Autres histoires TechCrunch incontournables…

Chaque semaine, il y a toujours quelques histoires que je souhaite partager avec vous qui, d'une manière ou d'une autre, ne rentrent pas dans les catégories ci-dessus. Ce serait dommage si vous les manquiez, alors voici un sac de cadeaux au hasard pour vous :

  • Euh, quoi ? : La startup de Marissa Mayer, Sunshine, est passée de la prochaine grande nouveauté de la Silicon Valley à la pionnière du monde révolutionnaire de… la gestion des contacts et du partage de photos, laissant Internet collectivement se gratter la tête et se demander : « C'est ça ?
  • Mec, où sont tes données ? : Trois ans après le teaser « à venir » d'un hacker, 73 millions de données personnelles de clients d'AT&T sont diffusées sur Internet, et tandis qu'AT&T joue au jeu silencieux, les clients doivent vérifier leurs propres fuites de données comme un projet de bricolage dystopique.

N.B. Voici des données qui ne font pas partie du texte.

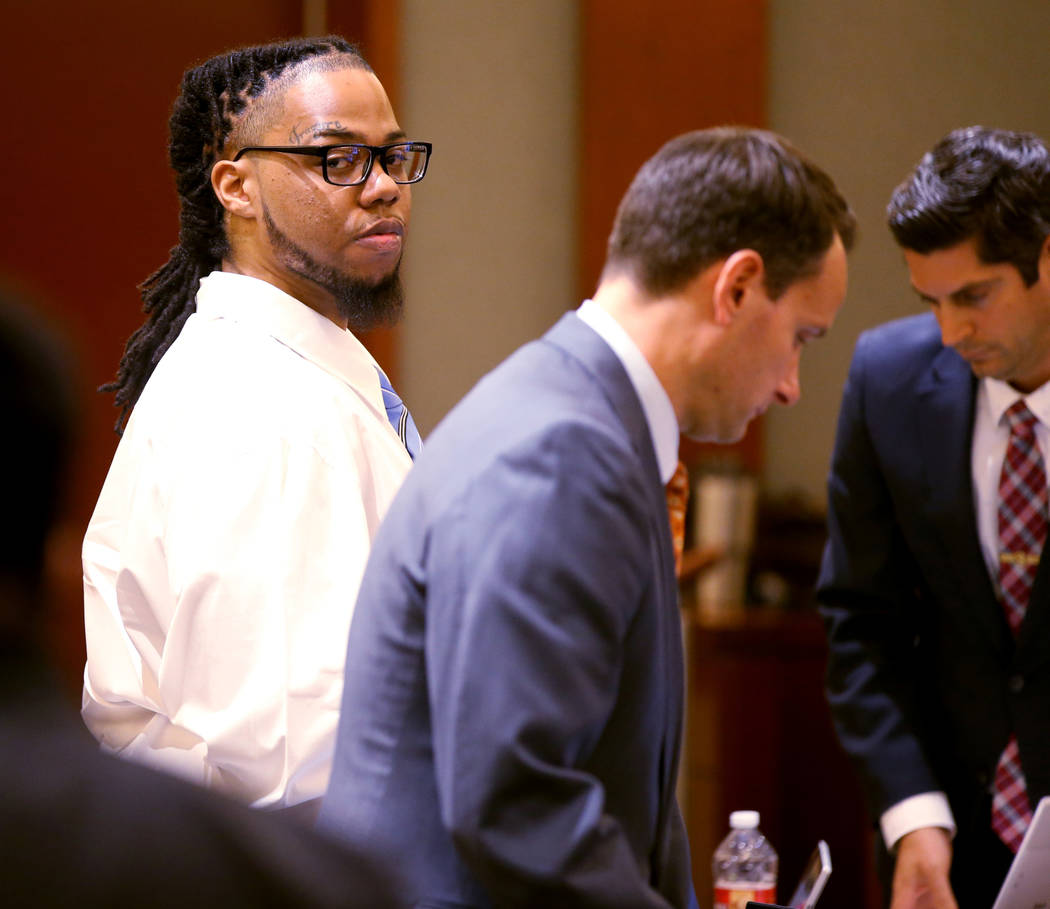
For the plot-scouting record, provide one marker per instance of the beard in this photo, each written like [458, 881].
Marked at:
[364, 304]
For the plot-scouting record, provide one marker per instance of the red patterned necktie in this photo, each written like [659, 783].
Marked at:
[677, 499]
[1022, 531]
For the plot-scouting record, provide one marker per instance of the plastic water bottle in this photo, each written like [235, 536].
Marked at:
[744, 865]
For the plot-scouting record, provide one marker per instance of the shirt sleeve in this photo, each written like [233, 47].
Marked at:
[926, 809]
[217, 609]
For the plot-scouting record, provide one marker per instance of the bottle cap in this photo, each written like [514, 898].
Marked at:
[743, 820]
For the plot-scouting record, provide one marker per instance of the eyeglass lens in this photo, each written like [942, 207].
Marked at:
[349, 164]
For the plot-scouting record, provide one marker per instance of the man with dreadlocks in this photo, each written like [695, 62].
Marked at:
[223, 559]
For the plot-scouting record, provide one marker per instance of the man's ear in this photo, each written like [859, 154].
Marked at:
[739, 276]
[1044, 263]
[234, 186]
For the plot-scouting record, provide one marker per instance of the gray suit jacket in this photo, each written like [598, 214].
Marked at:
[511, 717]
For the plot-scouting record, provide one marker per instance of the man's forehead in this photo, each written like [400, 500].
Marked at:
[944, 272]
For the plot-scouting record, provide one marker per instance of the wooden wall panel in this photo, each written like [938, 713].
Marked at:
[647, 76]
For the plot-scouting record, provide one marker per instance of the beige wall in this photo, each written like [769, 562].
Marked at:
[491, 255]
[866, 87]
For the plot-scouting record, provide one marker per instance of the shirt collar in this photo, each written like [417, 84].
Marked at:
[1000, 398]
[260, 305]
[655, 404]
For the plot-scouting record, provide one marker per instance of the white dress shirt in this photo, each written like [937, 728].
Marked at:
[990, 438]
[655, 404]
[223, 558]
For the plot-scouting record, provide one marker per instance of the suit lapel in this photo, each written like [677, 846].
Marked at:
[947, 395]
[582, 342]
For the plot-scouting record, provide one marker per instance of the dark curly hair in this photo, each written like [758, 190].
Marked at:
[991, 185]
[210, 103]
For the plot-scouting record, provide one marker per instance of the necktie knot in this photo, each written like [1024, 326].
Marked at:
[1020, 419]
[399, 417]
[677, 501]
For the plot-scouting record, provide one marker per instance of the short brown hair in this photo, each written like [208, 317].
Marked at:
[711, 192]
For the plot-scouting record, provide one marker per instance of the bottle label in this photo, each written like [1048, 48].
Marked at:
[736, 895]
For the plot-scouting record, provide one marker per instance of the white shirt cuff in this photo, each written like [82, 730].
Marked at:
[926, 809]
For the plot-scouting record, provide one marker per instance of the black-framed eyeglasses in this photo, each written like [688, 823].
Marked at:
[349, 165]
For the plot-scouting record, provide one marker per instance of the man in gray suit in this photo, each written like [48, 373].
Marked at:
[511, 719]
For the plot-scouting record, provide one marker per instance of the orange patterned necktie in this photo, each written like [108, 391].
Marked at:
[677, 499]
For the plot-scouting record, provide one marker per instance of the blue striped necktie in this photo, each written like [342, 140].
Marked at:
[399, 417]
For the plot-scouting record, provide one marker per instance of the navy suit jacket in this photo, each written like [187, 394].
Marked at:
[511, 718]
[925, 680]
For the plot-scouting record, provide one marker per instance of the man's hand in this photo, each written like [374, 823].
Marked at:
[921, 876]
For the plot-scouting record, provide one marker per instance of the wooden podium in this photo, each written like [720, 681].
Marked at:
[758, 736]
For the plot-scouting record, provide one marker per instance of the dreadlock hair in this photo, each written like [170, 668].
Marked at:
[211, 99]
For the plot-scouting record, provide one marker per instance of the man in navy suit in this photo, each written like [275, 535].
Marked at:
[929, 680]
[511, 720]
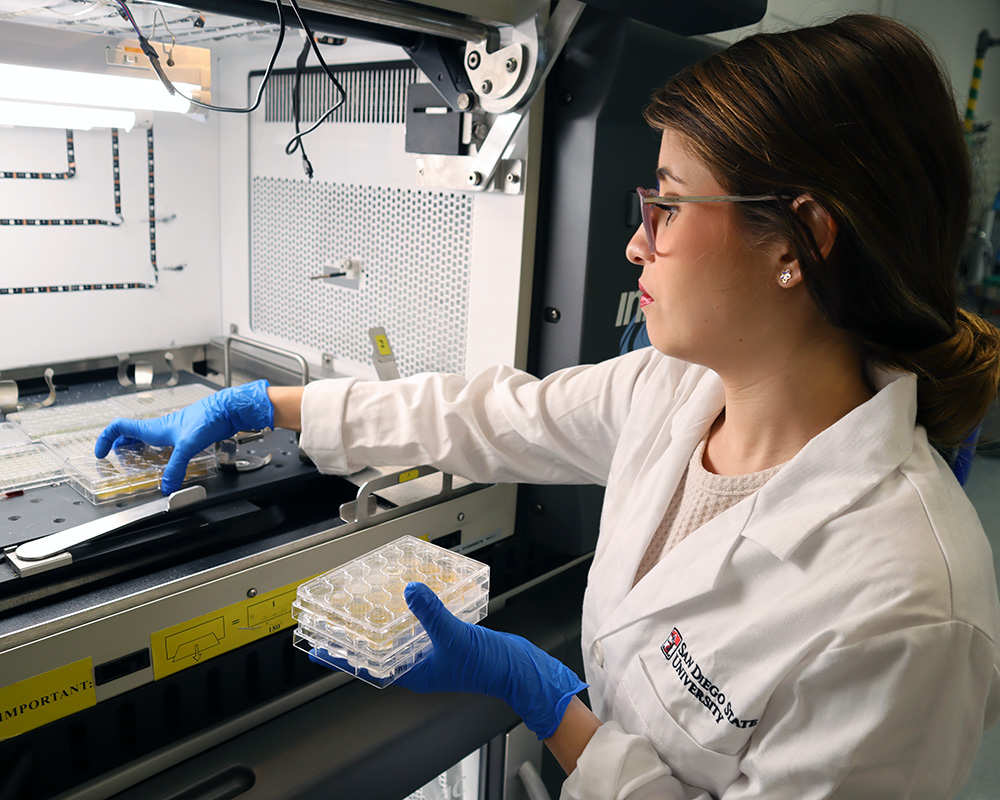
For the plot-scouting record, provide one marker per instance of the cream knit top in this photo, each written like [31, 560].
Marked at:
[700, 497]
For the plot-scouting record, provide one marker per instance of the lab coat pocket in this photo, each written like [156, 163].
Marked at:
[648, 693]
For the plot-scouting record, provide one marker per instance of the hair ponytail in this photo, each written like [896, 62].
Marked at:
[957, 379]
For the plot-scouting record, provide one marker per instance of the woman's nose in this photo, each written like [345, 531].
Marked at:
[637, 249]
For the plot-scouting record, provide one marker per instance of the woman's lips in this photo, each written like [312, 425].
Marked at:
[645, 300]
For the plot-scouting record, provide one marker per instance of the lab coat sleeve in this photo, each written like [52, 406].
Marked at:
[896, 717]
[502, 425]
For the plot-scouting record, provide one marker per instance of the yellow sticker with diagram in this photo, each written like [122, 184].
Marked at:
[189, 643]
[44, 698]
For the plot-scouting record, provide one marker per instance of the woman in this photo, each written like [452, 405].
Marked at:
[791, 596]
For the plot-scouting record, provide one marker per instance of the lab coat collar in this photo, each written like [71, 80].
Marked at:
[831, 473]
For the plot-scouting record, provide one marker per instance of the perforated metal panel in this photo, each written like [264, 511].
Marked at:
[414, 246]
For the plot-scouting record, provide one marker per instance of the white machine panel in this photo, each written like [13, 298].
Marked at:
[445, 271]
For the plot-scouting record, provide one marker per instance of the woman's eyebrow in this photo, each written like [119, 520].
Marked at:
[663, 173]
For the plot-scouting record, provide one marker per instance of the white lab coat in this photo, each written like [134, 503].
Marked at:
[833, 635]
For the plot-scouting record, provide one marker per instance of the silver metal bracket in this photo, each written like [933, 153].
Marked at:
[364, 507]
[143, 371]
[52, 551]
[10, 395]
[509, 98]
[231, 459]
[233, 338]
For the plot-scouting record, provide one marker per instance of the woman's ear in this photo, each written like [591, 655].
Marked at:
[823, 229]
[819, 221]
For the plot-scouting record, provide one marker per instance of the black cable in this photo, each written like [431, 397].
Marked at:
[311, 41]
[154, 60]
[297, 143]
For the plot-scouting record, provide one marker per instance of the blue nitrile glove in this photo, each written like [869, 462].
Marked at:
[470, 658]
[192, 429]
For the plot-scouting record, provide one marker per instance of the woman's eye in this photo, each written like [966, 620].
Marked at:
[670, 211]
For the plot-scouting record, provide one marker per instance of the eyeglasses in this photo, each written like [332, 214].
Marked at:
[648, 197]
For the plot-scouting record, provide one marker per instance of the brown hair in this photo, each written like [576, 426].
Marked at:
[856, 114]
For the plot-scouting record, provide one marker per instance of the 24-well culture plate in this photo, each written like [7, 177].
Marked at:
[355, 617]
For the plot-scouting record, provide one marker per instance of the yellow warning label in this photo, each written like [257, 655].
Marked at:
[37, 701]
[189, 643]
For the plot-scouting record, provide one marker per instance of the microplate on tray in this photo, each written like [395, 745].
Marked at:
[41, 422]
[355, 617]
[12, 436]
[128, 470]
[157, 402]
[28, 466]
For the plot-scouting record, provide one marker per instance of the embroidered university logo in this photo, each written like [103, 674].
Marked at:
[698, 684]
[673, 642]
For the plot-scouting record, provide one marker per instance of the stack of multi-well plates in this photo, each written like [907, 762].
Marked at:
[355, 617]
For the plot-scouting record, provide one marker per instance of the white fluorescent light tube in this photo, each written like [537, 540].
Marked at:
[39, 85]
[77, 118]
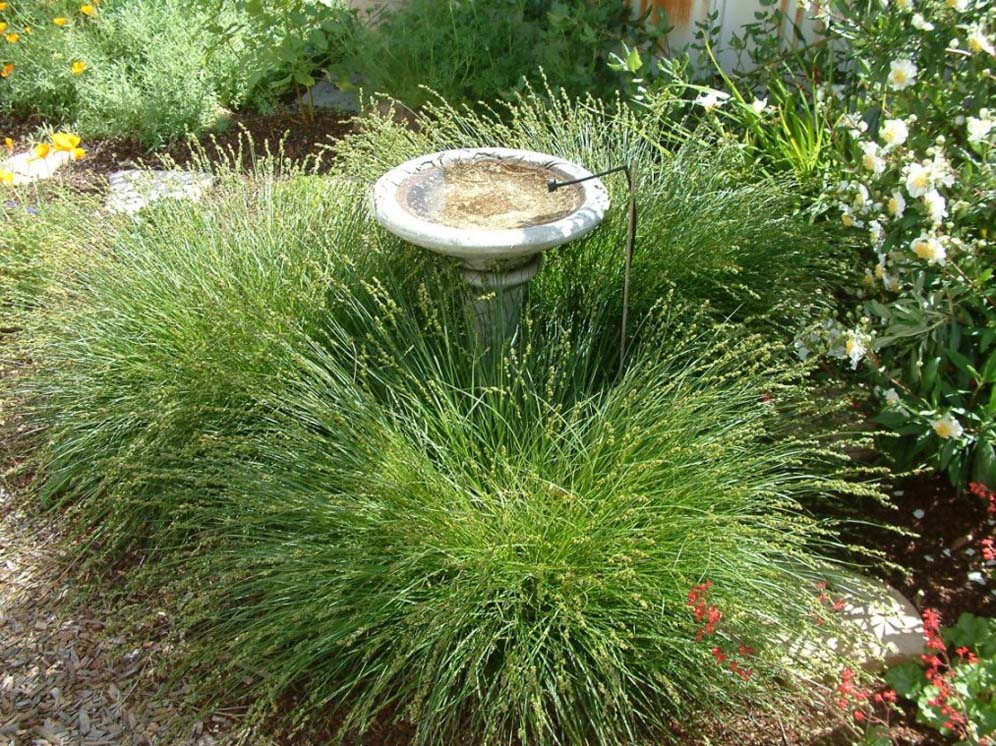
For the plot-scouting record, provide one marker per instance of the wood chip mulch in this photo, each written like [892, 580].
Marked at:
[64, 677]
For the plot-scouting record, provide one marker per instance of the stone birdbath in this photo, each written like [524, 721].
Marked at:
[494, 211]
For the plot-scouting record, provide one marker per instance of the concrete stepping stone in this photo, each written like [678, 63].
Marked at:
[134, 189]
[881, 629]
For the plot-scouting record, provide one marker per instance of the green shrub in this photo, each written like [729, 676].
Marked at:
[480, 51]
[346, 498]
[153, 70]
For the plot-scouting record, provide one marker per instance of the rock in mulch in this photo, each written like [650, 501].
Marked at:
[27, 167]
[326, 95]
[64, 678]
[134, 189]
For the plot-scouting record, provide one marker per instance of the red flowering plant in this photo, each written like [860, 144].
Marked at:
[954, 684]
[728, 653]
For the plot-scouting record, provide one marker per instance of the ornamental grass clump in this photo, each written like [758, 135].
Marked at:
[357, 511]
[709, 225]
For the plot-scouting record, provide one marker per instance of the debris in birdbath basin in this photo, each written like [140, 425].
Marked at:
[134, 189]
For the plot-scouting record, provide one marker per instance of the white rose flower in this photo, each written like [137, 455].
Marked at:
[872, 160]
[947, 427]
[979, 129]
[894, 133]
[897, 204]
[861, 197]
[929, 249]
[758, 105]
[855, 348]
[919, 179]
[978, 41]
[902, 74]
[711, 100]
[936, 206]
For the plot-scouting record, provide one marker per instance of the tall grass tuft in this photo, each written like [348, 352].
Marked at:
[710, 226]
[359, 511]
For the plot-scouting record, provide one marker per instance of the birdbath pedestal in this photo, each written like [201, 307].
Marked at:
[491, 208]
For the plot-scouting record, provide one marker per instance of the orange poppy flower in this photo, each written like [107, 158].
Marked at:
[66, 141]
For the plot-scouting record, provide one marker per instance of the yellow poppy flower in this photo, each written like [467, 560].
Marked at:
[65, 141]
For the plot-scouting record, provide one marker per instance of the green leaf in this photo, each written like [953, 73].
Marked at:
[907, 679]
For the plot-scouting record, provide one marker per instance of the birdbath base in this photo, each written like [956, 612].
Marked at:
[494, 297]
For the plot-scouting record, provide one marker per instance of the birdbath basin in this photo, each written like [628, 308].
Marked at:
[491, 209]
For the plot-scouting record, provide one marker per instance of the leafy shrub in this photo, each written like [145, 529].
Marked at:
[709, 225]
[142, 68]
[288, 41]
[349, 498]
[887, 123]
[480, 51]
[956, 693]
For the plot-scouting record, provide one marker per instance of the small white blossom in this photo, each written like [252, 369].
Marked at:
[979, 41]
[897, 204]
[871, 159]
[947, 427]
[861, 197]
[936, 206]
[711, 100]
[929, 249]
[856, 348]
[919, 179]
[902, 74]
[894, 133]
[979, 127]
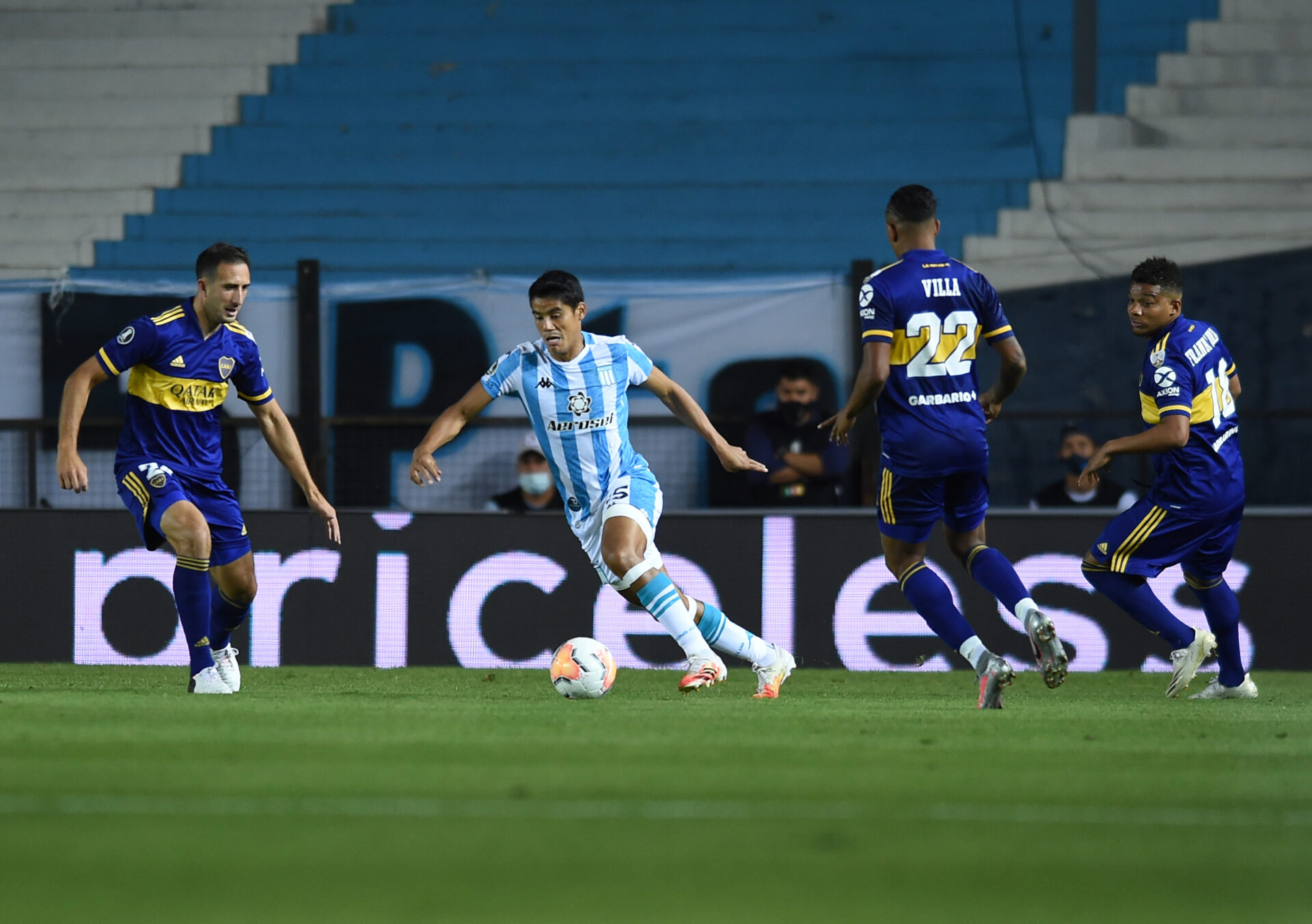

  • Allez, Apple : Dans une démarche moins axée sur l'innovation que sur le rôle de gardien, le retrait par Apple de la quête de Beeper visant à apporter iMessage aux utilisateurs d'Android est désormais une exposition du DOJ sur la manière d'étouffer la concurrence et de conserver l'exclusivité du club de la bulle bleue.
  • De toute façon, qui a besoin d’intimité : Glassdoor, le paradis des avis anonymes sur les entreprises, semble s'être transformé en un cauchemar en matière de confidentialité en ajoutant sournoisement les vrais noms des utilisateurs à leurs profils, faisant ainsi d'« anonyme » le mot le plus ironique de leur dictionnaire.
  • Bienvenue à l'Université Spotify : Spotify, non content de dominer votre musique, vos podcasts et vos livres audio, s'intéresse désormais à vos cellules cérébrales avec sa dernière aventure dans le domaine de l'apprentissage en ligne, car apparemment, nous avons tous besoin d'une autre raison pour ne jamais quitter l'écosystème Spotify.